27  

Наверное, это из-за того, что он здоров, а она больна, понял Греков. И вспомнил отца. Отец родил его поздно, успев в юности пройти половину великой войны. Причем рядовым, без ранений и в одном и том же взводе. Рассказывал, что из первого состава его взвода осталось двое – он и их санитар, сам дважды побывавший на госпитальной койке. А у отца – ни царапины, хотя медалей – полная грудь.

Так вот, основной душевной заморочкой отца после войны был стыд. Хотя стыдиться точно было нечего – от пуль не прятался, в атаку ходил.

Но отчего-то страшно переживал это чувство – перед погибшими друзьями и их близкими – за то, что сам остался жив.


Еще через сорок минут они сидели в том же ресторанчике и за тем же столиком, откуда совсем недавно ушли столь поспешно.

Еду принесли быстро, и проголодавшийся Егор с удовольствием ее поглощал.

– А решать придется, – продолжила начатое ранее Валентина.

– А ты сама что думаешь? – спросил Греков, хотя уже знал, что та думает. Он и сам думал так же, но что-то мешало ему согласиться с Валентиной.

– Если честно, то двое детей до свадьбы – это много, – сказала Валентина. – Не обижайся, Греков, но Лешка мне будет полуродной. А девочка – вообще чужая. Причем нам обоим.

«Но только не Лешке», – подумал Греков.

Вслух не сказал ничего.


Настроение опять испортилось. Вспомнил Женьку, которую в этот момент, возможно, готовили к операции или везли на какие-нибудь неприятные – приятных там не бывает – процедуры.


– Давай думай дальше, – не форсируя события, на прощание сказала Валентина.

Она понимала, что человек до всего должен созреть сам. И торопить его в этом деле не стоит.

12

Как ни пыталась Женька сдержать волнение, а оно все равно прорывалось. Впрочем, стыдно ей не было: кто бы не волновался перед оглашением такого приговора? Ведь Воробьев сейчас мог ей «присудить» от почти оправдания до смертного…

Вот почему, найдя его в уже знакомом кабинетике, Грекова так пристально вглядывалась в лицо врача.


И ничего хорошего там не высмотрела. Воробьев был мрачен так, что Женька тихо охнула и односложно спросила:

– Всё?

Вопрос не выражал никакого смысла, но Воробьев понял и сердито ответил:

– С чего вы решили?

– У вас такой вид.

– Какой у меня вид? – почему-то еще больше разозлился доктор, но тут же взял себя в руки. – Ваши дела относительно неплохи, – объявил он свой вердикт.

– Что значит неплохи? – не поверила Женька. – И что такое относительно?

Воробьев внимательно на нее посмотрел, видимо, подбирая слова.

– Говорите, как есть, – попросила Грекова. – Я же вам объяснила: мне нужно точно знать мое время.

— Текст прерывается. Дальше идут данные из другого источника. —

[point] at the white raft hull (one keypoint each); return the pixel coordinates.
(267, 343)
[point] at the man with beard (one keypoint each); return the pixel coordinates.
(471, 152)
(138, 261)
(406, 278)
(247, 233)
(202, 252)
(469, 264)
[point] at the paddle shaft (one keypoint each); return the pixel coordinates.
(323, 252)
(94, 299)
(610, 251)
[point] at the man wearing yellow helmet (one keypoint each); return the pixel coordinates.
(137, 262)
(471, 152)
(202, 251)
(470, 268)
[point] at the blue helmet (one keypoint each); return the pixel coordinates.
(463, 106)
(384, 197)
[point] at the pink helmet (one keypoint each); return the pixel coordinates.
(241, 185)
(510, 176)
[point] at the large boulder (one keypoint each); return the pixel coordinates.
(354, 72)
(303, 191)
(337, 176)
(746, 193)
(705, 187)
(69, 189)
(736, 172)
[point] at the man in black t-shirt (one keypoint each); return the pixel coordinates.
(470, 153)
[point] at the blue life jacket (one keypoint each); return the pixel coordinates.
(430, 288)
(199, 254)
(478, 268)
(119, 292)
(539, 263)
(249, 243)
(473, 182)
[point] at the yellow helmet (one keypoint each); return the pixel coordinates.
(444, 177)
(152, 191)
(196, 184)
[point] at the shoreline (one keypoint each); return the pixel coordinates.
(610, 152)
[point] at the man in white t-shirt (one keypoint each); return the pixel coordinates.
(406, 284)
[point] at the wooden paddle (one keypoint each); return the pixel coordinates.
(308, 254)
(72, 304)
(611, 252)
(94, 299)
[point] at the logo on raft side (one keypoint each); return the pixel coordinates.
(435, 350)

– Я и говорю, как есть, – вздохнул доктор. – Самого тяжелого варианта, скорее всего, к счастью, не будет. Нет смысла морочить вам голову степенью дифференцирования клеток, но, по моим ощущениям, речь все же идет о годах. Кстати, шансы на выздоровление тоже есть.

– Значит, в печени не метастаз?

– Это точно покажет только лапароскопия. Но есть мнение, что это может быть и что-то доброкачественное. К тому же локализация опухоли такова, что с ней можно бороться. А опухоль из груди нужно убирать немедленно. Завтра-послезавтра и уберем, когда все анализы соберутся и я подготовлюсь.

– Вместе с грудью? – горько спросила Женька. Теперь, когда жизнь измерялась не месяцами, ей стало ужасно жалко свою грудь.

И тут доктор Воробьев впервые позволил себе улыбнуться.

– Вы слышали что-нибудь о реконструктивной пластической хирургии? – спросил он.

– Морщины убирать? – вяло откликнулась Грекова, уже погруженная в свои печальные мысли.

– Не только, – как-то по-мальчишечьи ухмыльнулся тот и раскрыл перед пациенткой альбом с цветными фотографиями. Она взяла альбом в руки, полистала.

Это был обычный «домашний» альбом с обычными фотками. На каждой из них была снята верхняя половина тела женщин разного возраста. Все изображения были без головы, фото начиналось от шеи, что оставляло у зрителей неприятное чувство.

Хотя какие могут быть зрители у практикующего хирурга-онколога?

Такие же несчастные тетки, которым вскоре предстояло лишиться груди.


И от вида этих фоток у них, безусловно, появлялась надежда. Потому что фото стояли попарно: до и после. И по большому счету особой разницы между ними не было, в чем, собственно, и состоял талант хорошего хирурга. Сохранялась не только форма груди, но даже форма и цвет соска.